Signs You Are Stressed
You may think you know how to tell when you are stressed out but the signs are not the same for everyone and there may be subtle cues on the way from stressed to burned-out that you are missing. The keys to helping everyone in your family reduce their stress level and learn to manage stress more effectively are to understand how stress affects each family member and to help each other see the signs before stress boils over and becomes burn-out. Here are some of the most common signs of stress in both adults and children.
- Attitudes about work or school change becoming more critical and comments about work or school are sarcastic and/or cynical.
- Patience decreases or disappears. Things like traffic, waiting in line, or delays cause immediate responses and angry outbursts.
- Everything irritates you. From the sound of the clock ticking in the kitchen to the way your husband clanks the ice cubes in his glass together when he drinks puts you on edge.

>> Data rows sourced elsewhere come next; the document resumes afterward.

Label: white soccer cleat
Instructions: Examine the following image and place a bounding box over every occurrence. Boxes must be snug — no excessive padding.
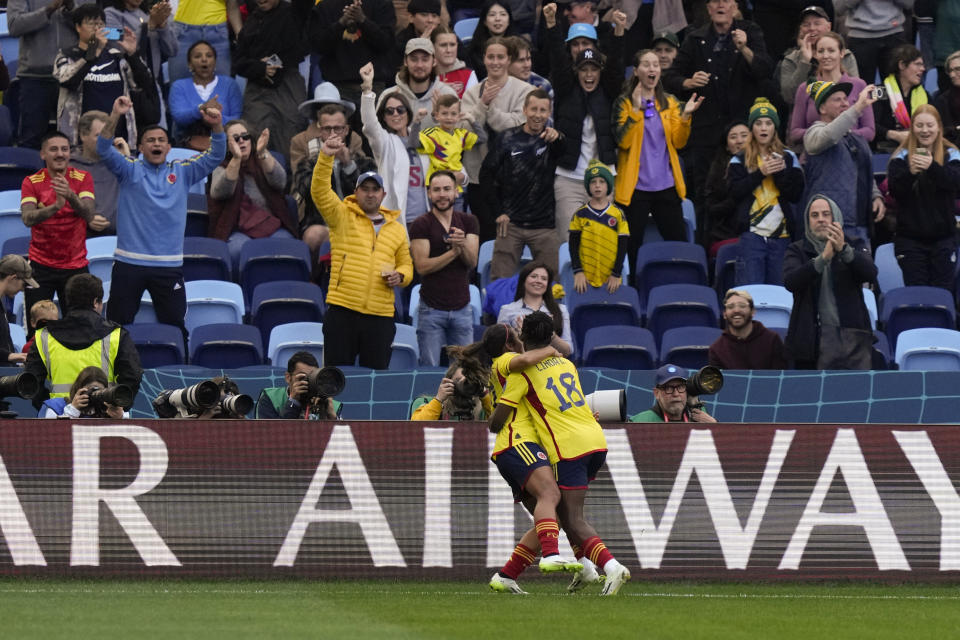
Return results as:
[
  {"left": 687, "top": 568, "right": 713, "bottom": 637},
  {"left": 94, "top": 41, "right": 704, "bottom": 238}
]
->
[
  {"left": 600, "top": 565, "right": 630, "bottom": 596},
  {"left": 539, "top": 555, "right": 583, "bottom": 573},
  {"left": 567, "top": 564, "right": 603, "bottom": 593},
  {"left": 490, "top": 572, "right": 527, "bottom": 596}
]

- You feel lethargic and don’t seem to have the energy you need to do housework, schoolwork, participate in sports, exercise, visit with friends, or do other activities you normally enjoy.
- Things feel hopeless. Everything seems to be an insurmountable obstacle from a chemistry test to weeding the garden.
- Everyone keeps asking you if you are ok.
- Even good things don’t make you happy.
- Your sleeping and/or eating habits have changed. You are either sleeping too much or too little, eating more than you should or not at all.
Make stress management a family affair and talk to your kids about the signs of stress, what is stressing them out, and ways you can all work on managing the stress of the family together. Just remember, talking about stress and how to manage it isn’t a license to discuss all your adult problems with your kids. You can work as a family to learn to manage stress better without stressing your kids out more by unloading all of your adult problems onto them.
Related articles
- Helping Teens with Holiday Stress (doorwaysarizona.com)
- Stressed women know it. Stressed men … not so much. (psychologytoday.com)
- Help For Stressed Out Families (fulleryouthinstitute.org)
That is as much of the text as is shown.